The HSE states: “Lead pipes, lead plumbing and lead-lined water tanks were sometimes used in buildings built up to and including the 1970s.

“Buildings built up to and including the 1970s may have lead in their drinking water if the inside lead plumbing or the outside lead pipes have not been replaced.

“These buildings should be checked for lead plumbing both inside and outside by a qualified plumber.”

Of Irish Water, Cllr Shiels said: “Irish Water may be responsible [for examining the matter], but there’s nothing to stop the council’s laboratory taking a sample of water and telling the people what’s causing the taste.”

The population of Letterkenny is 19,274, according to the 2016 Census.

Cllr Shiels added: “There is an issue with water in Letterkenny.

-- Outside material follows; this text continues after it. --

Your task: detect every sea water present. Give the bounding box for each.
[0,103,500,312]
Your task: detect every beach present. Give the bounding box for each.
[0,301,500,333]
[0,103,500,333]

It can be addressed or it can be ignored.

“It could be corrosion in the pipes and increased demand can lead to increased corrosion. We have had an extensive housing boom in Letterkenny, which was the fastest growing town in Europe at one stage.

“Maybe it’s just corrosion or maybe it’s something more serious. We need to be looking at this and not just ignoring it.

“The answer that I have been given, I do not accept. The water is for 20,000 people, although it’s affecting some people more than others.

“We should be getting a report done up and we should present it to Irish Water.

“We should put ourselves forward as a town to say that the quality of the water isn’t good enough and that we need new pipes.

“If there’s no legal impediment to this being done, I can’t accept [the council’s answer]. I just think that it’s wrong that the water is so bad that people are buying bottled water.”

The council official indicated that local water had been tested in the past and “nothing alarming was found” and added that there are no known issues with iron or lead.

His motion to Donegal County Council was seconded by Fianna Fail Cllr Liam Blaney.

The council stated in its response: “The provision of drinking water to the residents of Letterkenny now falls under the remit of Irish Water and the councillor’s concerns have been relayed to the appropriate Irish Water personnel.

“They have confirmed that the query has been forwarded on to the Irish Water Local Representative Held Desk (LRSD).

“A reply will be made on behalf of Irish Water to all elected representatives on the Letterkenny MD as per protocol.”

Cllr Ian McGarvey had also lodged a question with the council about Letterkenny’s drinking water.

He asked: “Is our public water supply up to standard and safe for human consumption?”

The council responded: “This question has been forwarded to Irish Water for a response.”